Jetzt stellt sich natürlich die Frage:
Warum sollte jemensch an einen Spiele-Wettbewerb teilnehmen?
Nun, dies hat verschiedene Gründe. Ich möchte diesen Blog-Beitrag dazu nutzen, meine Motivation auszulegen. Vielleicht kann ich ja auch andere motivieren, einmal etwas Zeit dafür zu organisieren?
It’s fun
Spiele sind ein Kulturgut. Sie erzählen viel von unserem Umgang miteinander. Das entscheidende Kriterium: Sie machen Spaß. Die Teilnahme daran ist freiwillig. Ansonsten ist es kein Spiel mehr.
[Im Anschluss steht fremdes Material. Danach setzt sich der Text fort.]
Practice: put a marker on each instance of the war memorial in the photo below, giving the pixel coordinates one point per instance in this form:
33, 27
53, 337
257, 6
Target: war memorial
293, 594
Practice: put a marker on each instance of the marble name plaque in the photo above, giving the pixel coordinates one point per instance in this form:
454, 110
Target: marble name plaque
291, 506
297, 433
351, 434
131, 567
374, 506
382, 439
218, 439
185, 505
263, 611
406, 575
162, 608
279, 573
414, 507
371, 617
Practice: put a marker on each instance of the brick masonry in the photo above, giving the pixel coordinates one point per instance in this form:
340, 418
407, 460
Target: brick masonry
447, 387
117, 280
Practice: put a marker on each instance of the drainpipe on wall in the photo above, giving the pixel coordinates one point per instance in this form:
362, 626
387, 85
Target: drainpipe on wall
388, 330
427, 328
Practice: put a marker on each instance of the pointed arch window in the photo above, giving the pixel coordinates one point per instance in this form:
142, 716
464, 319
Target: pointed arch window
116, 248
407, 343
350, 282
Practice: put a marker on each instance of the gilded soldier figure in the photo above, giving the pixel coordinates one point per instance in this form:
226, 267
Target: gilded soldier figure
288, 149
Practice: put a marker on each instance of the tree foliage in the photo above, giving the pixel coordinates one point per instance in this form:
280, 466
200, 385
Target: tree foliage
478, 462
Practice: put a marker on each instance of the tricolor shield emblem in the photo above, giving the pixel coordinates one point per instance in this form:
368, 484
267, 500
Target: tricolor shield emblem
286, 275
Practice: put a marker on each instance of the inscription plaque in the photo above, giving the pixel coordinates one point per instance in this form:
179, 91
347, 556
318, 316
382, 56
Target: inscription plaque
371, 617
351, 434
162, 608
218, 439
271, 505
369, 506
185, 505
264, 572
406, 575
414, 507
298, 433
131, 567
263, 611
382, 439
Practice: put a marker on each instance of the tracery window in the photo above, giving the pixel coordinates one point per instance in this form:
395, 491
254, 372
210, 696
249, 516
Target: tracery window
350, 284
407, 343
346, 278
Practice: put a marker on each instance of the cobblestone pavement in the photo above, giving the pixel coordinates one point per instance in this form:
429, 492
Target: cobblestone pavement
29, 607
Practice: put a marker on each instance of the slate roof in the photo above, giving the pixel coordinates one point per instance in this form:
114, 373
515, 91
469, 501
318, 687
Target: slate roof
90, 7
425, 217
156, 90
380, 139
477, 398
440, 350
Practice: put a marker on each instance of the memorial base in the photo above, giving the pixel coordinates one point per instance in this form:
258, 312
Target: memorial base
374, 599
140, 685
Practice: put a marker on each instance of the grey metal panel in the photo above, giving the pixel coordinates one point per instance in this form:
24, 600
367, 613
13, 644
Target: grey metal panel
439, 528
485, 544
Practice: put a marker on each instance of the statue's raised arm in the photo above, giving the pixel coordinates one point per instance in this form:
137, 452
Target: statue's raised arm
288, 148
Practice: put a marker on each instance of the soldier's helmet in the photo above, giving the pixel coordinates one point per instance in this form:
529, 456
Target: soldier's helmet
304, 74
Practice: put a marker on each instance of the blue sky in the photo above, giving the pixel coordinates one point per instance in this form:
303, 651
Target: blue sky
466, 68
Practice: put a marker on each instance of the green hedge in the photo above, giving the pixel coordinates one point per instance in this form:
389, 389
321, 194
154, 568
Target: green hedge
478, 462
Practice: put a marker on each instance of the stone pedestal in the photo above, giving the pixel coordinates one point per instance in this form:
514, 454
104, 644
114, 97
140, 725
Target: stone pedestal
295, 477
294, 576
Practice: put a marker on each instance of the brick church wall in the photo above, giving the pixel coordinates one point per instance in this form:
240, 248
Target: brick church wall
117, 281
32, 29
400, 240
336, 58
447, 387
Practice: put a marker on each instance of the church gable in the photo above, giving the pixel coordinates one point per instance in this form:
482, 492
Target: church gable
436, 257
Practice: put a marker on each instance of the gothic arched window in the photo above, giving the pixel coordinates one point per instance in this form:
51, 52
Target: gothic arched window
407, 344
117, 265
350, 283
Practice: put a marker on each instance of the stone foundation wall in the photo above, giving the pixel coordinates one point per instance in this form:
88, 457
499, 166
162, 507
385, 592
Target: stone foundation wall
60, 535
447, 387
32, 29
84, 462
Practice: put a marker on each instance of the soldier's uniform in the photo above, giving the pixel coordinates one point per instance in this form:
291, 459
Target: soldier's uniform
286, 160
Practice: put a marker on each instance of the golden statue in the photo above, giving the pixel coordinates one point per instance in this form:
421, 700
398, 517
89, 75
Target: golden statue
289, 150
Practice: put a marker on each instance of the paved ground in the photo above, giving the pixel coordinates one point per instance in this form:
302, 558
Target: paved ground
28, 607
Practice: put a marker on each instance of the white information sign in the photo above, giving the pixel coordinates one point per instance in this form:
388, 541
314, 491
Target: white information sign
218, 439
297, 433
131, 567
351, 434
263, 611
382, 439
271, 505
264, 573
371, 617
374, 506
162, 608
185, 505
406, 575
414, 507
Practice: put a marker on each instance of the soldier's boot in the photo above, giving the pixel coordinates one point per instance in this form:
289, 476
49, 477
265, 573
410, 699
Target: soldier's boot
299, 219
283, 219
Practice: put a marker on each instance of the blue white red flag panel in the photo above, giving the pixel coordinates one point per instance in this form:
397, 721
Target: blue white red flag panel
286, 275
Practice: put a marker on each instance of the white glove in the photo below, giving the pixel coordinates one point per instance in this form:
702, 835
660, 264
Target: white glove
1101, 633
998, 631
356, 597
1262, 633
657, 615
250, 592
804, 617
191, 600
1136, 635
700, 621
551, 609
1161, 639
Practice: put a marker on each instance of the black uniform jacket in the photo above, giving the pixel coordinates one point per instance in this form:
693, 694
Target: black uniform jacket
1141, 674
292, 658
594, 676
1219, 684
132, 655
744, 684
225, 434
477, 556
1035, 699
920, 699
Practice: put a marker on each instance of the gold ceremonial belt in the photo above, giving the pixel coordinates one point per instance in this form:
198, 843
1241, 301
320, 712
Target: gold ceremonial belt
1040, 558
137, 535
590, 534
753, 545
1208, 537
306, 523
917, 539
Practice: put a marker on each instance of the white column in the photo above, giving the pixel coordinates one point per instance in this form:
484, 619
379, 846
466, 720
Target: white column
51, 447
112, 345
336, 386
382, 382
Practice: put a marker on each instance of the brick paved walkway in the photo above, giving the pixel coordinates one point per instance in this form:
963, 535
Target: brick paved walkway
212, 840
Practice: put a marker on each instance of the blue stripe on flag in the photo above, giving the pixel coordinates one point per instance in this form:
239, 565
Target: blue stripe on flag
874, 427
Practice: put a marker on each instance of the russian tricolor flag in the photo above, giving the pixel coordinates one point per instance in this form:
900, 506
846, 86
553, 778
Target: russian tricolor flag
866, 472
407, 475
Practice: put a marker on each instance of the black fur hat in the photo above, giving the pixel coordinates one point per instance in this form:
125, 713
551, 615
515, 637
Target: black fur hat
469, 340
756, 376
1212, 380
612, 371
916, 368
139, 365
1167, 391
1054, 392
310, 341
Unser Leben ist so schon hart genug. In manchen Teilen der Welt mehr als in anderen. Etwas Zerstreuung und Miteinander ist da durchaus willkommen.
Zeitliche Begrenzung
Diese Wettbewerbe haben in der Regel eine zeitliche Begrenzung. Oftmals 24 bis 48 Stunden. Dies ist ausreichend, um etwas zusammenzustellen. Wenn denn die Zeit dafür bereitgestellt werden kann. Ich finde es als Familienvater eine ziemliche Herausforderung. Andrzej hingegen lässt mehr Spielraum. Dieser Jam hier etwa gewährt 13 Tage Zeit, um etwas zu entwickeln. Für mich war es bisher immer motivierend. Ich hatte nach meiner Erwerbstätigkeit Zeit, mich in das Projekt zu knien.
Was lerne ich daraus?
Ich nehme aus der Spiele-Entwicklung so einiges mit, was mir im professionellen Alltag zu Gute kommt.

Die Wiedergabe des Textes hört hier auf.